Lições de uma viagem à Índia: Bonde ou Metrô – Biogás ou Energia Nuclear? artigo de Norbert Suchanek


[EcoDebate] Voltei de uma longa viagem à Índia, dez cidades do norte ao sul do país em 6 semanas. Todas as cidades, de Delhi até Chennai e Mumbai tiveram uma coisa em comum: esgoto aberto nas ruas. No mesmo momento, o Governo junto com os intelectuais da Índia gritam por mais energia. No caso do governo da Índia, o grito é pela construção de mais usinas nucleares para saciar a sede por energia do país. E as minhas conversas com os intelectuais e o movimento anti-nuclear da Índia sempre finalizavam na questão: “Então, qual é a alternativa para a energia nuclear?”
A minha resposta foi simples e clara: Primeiro vocês precisam limpar a suas cidades e usar o esgoto para uma fonte renovável de energia. Esgoto tratado gera biogás (metano), um combustível ecológico que pode gerar energia elétrica.

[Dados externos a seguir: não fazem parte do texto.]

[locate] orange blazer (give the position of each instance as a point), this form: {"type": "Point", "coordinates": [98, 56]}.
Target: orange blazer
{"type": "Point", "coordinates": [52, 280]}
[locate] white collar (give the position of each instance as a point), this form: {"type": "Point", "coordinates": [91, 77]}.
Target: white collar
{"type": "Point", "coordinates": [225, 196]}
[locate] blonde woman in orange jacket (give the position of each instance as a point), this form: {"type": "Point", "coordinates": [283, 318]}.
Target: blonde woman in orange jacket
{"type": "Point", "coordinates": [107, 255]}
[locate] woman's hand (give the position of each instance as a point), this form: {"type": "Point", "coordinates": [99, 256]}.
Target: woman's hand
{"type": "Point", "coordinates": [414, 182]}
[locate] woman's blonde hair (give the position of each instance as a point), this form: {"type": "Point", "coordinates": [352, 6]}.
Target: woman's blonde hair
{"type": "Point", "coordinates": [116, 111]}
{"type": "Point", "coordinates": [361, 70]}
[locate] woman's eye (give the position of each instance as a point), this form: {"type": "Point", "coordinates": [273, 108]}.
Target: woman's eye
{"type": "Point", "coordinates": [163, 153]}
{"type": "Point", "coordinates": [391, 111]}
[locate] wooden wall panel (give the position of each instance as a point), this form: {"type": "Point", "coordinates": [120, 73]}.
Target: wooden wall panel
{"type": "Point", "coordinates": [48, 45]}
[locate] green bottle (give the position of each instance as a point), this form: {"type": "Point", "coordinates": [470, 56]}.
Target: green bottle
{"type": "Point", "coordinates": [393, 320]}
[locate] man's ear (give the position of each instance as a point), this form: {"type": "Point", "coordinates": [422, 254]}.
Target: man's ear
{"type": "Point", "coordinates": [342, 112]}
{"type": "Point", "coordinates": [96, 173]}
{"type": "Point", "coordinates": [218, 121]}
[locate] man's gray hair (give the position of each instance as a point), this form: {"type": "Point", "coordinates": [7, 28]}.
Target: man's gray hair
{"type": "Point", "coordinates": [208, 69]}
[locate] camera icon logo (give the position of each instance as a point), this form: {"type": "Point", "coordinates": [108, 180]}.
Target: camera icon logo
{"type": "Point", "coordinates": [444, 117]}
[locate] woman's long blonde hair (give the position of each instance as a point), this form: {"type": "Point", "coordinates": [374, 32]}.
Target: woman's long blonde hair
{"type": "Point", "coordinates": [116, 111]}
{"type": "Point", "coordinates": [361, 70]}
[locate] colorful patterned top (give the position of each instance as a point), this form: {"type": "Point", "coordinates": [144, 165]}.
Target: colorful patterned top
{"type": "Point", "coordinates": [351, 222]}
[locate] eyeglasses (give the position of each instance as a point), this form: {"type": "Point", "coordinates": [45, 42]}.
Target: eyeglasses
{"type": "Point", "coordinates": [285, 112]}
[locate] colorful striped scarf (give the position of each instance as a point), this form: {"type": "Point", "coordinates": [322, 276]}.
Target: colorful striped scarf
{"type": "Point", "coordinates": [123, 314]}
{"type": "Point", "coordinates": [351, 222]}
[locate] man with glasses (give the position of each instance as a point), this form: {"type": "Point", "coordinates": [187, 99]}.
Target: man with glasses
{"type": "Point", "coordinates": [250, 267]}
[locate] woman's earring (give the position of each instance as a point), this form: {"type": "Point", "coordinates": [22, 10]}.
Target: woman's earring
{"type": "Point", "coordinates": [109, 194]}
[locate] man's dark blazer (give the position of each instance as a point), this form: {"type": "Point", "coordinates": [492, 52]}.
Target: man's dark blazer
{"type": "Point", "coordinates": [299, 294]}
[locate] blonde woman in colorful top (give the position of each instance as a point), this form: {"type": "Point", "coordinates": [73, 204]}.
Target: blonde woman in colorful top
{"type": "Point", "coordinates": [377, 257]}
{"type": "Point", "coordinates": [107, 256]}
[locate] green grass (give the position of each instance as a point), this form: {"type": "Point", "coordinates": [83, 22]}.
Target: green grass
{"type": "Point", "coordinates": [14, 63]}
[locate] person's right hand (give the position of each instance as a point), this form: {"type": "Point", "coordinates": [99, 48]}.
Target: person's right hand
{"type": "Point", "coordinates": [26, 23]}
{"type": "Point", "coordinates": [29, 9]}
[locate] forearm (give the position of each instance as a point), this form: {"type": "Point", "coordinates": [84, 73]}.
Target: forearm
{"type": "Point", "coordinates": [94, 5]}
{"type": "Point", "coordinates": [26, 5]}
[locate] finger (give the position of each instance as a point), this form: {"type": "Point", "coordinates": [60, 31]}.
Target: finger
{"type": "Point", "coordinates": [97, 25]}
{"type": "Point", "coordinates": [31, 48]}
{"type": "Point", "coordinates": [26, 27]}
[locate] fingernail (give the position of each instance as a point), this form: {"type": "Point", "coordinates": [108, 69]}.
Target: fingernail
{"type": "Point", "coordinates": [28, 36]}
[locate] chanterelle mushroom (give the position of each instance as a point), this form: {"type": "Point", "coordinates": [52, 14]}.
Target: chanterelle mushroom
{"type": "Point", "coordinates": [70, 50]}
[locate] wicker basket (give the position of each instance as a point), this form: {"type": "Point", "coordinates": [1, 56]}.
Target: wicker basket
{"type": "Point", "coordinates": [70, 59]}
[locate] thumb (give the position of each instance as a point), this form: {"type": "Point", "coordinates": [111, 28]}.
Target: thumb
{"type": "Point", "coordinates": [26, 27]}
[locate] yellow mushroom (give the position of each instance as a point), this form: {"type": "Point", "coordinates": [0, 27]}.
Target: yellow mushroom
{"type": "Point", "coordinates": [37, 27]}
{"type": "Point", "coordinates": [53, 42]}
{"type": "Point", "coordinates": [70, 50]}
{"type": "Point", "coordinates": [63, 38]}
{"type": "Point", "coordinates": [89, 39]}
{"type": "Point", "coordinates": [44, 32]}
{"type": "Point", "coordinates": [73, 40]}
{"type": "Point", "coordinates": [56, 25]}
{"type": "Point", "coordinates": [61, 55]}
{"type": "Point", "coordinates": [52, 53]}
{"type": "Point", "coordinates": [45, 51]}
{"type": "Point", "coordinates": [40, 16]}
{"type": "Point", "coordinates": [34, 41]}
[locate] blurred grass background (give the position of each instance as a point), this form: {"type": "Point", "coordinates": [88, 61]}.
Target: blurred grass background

Quando esta fonte de energia renovável e extremamente barata estiver esgotada, podemos pensar sobre outras fontes como o sol, o vento e as ondas do mar. Mas na verdade isto não é o que eu queria escrever agora: Depois de assistir o RJ TV da Rede GLOBO sobre o transtorno do trânsito no Rio e os novos projetos do Governo Cabral, eu quero falar sobre o metrô.
Atualmente o metrô está sendo anunciado no Brasil como a melhor solução de transporte público. Mas na verdade o metrô é um sistema ultrapassado. O metrô não foi criado para eliminar o carro da cidade. Ao contrário: o sistema de metrô foi criado para eliminar o transporte público da superfície e colocar os passageiros na escuridão do subsolo e liberar as ruas da cidade para os carros. O metrô – com custos extremamente altos e riscos ambientais graves para as águas subterrâneas – foi criado no século 20 para dar espaço nas cidades para o novo “deus” – o carro!

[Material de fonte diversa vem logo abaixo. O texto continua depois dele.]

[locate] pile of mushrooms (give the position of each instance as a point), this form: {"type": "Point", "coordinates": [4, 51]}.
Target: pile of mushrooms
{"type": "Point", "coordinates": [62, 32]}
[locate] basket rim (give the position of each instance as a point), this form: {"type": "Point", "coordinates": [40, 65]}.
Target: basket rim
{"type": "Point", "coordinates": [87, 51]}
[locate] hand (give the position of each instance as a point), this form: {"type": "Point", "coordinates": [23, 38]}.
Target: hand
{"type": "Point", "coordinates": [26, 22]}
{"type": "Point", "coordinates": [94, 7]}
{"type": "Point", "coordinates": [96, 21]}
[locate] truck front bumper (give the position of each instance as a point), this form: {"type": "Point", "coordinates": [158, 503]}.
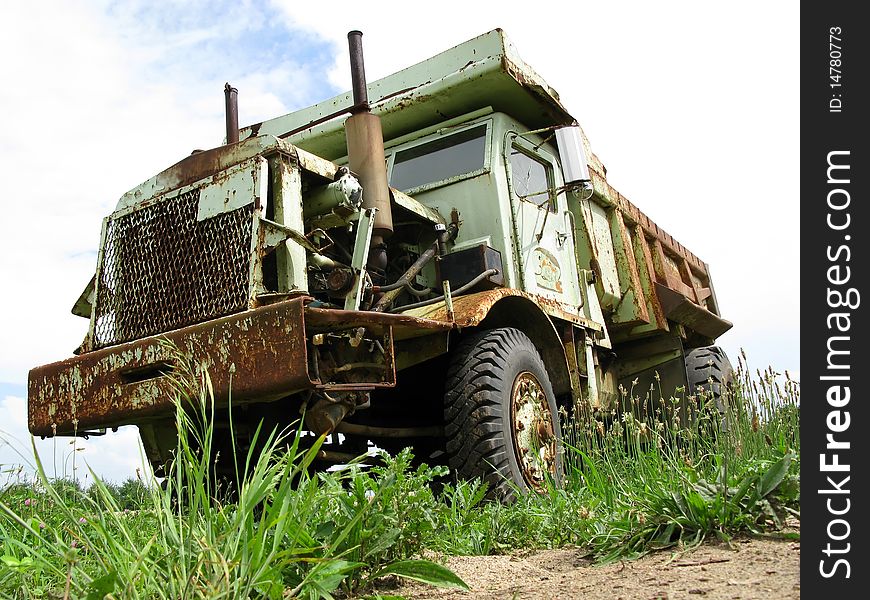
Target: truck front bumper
{"type": "Point", "coordinates": [261, 354]}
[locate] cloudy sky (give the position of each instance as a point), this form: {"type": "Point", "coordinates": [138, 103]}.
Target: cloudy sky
{"type": "Point", "coordinates": [692, 106]}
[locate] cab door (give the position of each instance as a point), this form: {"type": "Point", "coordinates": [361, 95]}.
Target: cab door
{"type": "Point", "coordinates": [544, 243]}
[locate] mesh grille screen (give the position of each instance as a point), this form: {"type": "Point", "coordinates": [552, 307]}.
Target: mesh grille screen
{"type": "Point", "coordinates": [162, 269]}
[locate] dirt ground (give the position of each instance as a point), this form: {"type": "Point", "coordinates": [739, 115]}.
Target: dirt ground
{"type": "Point", "coordinates": [751, 569]}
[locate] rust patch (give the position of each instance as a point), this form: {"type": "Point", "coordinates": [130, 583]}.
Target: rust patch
{"type": "Point", "coordinates": [261, 353]}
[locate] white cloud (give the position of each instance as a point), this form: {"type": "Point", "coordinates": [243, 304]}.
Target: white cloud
{"type": "Point", "coordinates": [113, 457]}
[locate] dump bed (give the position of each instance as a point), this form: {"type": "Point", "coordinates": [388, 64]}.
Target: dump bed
{"type": "Point", "coordinates": [645, 277]}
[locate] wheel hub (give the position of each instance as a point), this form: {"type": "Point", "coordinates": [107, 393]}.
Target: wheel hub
{"type": "Point", "coordinates": [534, 437]}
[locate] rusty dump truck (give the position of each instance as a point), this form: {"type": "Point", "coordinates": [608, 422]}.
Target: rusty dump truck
{"type": "Point", "coordinates": [435, 260]}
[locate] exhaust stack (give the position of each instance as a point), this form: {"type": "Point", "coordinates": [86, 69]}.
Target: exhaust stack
{"type": "Point", "coordinates": [231, 102]}
{"type": "Point", "coordinates": [365, 151]}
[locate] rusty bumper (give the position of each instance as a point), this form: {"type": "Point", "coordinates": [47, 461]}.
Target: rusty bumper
{"type": "Point", "coordinates": [263, 354]}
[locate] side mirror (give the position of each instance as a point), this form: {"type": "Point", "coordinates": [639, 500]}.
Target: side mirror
{"type": "Point", "coordinates": [572, 156]}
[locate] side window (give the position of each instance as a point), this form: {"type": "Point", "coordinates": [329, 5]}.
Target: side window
{"type": "Point", "coordinates": [531, 179]}
{"type": "Point", "coordinates": [441, 159]}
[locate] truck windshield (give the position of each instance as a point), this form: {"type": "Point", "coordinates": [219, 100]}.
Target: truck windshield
{"type": "Point", "coordinates": [440, 159]}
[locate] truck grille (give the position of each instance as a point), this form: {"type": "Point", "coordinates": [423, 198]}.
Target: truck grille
{"type": "Point", "coordinates": [163, 269]}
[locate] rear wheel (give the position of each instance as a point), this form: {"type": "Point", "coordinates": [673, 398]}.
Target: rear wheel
{"type": "Point", "coordinates": [500, 414]}
{"type": "Point", "coordinates": [709, 374]}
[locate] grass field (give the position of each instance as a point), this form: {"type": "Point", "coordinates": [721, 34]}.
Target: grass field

Um sistema barato e efetivo, o bonde, foi eliminado e substituído pelo caríssimo transporte subterrâneo. Um quilometro de construção de metrô custa dez vezes mais do que um quilometro de bonde. Um quilometro de metrô custa na Europa de 80 até mais de 200 milhões de Euros. Um quilometro de bonde somente de 8 até 10 milhões. No século 21, nós não podemos mais continuar com esta concepção ultrapassada e altamente insustentável e caríssima.

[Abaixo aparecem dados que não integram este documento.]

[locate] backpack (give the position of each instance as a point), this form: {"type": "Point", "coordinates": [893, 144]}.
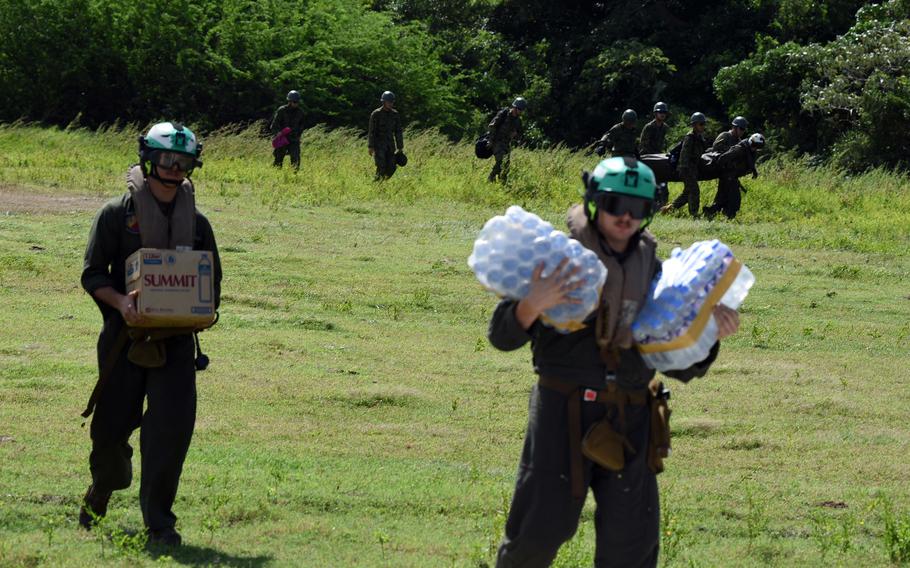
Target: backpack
{"type": "Point", "coordinates": [674, 152]}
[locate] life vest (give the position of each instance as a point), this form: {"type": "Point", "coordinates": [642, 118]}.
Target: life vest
{"type": "Point", "coordinates": [627, 285]}
{"type": "Point", "coordinates": [156, 229]}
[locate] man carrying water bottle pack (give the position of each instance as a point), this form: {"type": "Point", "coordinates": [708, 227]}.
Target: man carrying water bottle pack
{"type": "Point", "coordinates": [597, 418]}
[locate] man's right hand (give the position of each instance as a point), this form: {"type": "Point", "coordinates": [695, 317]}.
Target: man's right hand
{"type": "Point", "coordinates": [127, 307]}
{"type": "Point", "coordinates": [546, 293]}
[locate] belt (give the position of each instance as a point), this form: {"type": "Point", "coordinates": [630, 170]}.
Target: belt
{"type": "Point", "coordinates": [575, 394]}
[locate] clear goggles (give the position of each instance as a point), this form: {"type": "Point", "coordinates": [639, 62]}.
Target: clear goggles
{"type": "Point", "coordinates": [617, 204]}
{"type": "Point", "coordinates": [167, 160]}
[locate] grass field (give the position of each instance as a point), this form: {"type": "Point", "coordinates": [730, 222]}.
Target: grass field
{"type": "Point", "coordinates": [354, 414]}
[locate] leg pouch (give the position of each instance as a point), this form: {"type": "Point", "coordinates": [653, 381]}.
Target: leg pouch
{"type": "Point", "coordinates": [605, 447]}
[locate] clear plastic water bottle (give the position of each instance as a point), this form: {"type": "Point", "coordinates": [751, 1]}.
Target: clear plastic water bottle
{"type": "Point", "coordinates": [205, 279]}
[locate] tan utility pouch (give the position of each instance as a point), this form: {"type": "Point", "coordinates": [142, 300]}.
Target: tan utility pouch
{"type": "Point", "coordinates": [659, 438]}
{"type": "Point", "coordinates": [604, 446]}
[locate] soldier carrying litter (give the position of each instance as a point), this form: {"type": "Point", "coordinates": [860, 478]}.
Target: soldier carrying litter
{"type": "Point", "coordinates": [727, 185]}
{"type": "Point", "coordinates": [693, 146]}
{"type": "Point", "coordinates": [505, 128]}
{"type": "Point", "coordinates": [739, 158]}
{"type": "Point", "coordinates": [620, 140]}
{"type": "Point", "coordinates": [384, 136]}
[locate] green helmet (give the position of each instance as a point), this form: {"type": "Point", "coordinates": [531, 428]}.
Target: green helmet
{"type": "Point", "coordinates": [167, 138]}
{"type": "Point", "coordinates": [625, 176]}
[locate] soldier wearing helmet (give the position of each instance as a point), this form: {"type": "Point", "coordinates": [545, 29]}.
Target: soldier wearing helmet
{"type": "Point", "coordinates": [288, 116]}
{"type": "Point", "coordinates": [620, 140]}
{"type": "Point", "coordinates": [726, 139]}
{"type": "Point", "coordinates": [384, 136]}
{"type": "Point", "coordinates": [736, 161]}
{"type": "Point", "coordinates": [654, 134]}
{"type": "Point", "coordinates": [141, 367]}
{"type": "Point", "coordinates": [505, 128]}
{"type": "Point", "coordinates": [592, 376]}
{"type": "Point", "coordinates": [693, 146]}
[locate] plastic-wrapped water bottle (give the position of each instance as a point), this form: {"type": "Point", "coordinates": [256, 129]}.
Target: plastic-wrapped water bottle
{"type": "Point", "coordinates": [511, 246]}
{"type": "Point", "coordinates": [676, 299]}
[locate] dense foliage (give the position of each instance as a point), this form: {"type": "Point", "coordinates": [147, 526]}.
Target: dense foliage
{"type": "Point", "coordinates": [827, 77]}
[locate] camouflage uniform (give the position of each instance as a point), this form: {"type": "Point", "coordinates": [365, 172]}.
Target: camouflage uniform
{"type": "Point", "coordinates": [383, 136]}
{"type": "Point", "coordinates": [621, 141]}
{"type": "Point", "coordinates": [727, 198]}
{"type": "Point", "coordinates": [288, 117]}
{"type": "Point", "coordinates": [504, 128]}
{"type": "Point", "coordinates": [693, 147]}
{"type": "Point", "coordinates": [724, 141]}
{"type": "Point", "coordinates": [653, 136]}
{"type": "Point", "coordinates": [739, 158]}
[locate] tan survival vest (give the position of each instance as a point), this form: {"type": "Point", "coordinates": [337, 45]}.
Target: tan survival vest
{"type": "Point", "coordinates": [626, 288]}
{"type": "Point", "coordinates": [155, 229]}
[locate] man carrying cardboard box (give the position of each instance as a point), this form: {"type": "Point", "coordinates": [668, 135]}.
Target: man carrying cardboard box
{"type": "Point", "coordinates": [140, 364]}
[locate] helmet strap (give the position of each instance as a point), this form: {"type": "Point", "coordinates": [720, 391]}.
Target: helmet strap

O conceito verdadeiro para uma cidade verde de qualquer tamanho é diminuir o uso de carros individuais e aumentar a qualidade do transporte público e a qualidade da vida na cidade. A solução número 1 para este gol é o bonde. Cidades modernas, com um alto nível de qualidade de vida como Wuerzburg na Alemanha, Bilbao na Espanha ou Zurique na Suíça mostram isto.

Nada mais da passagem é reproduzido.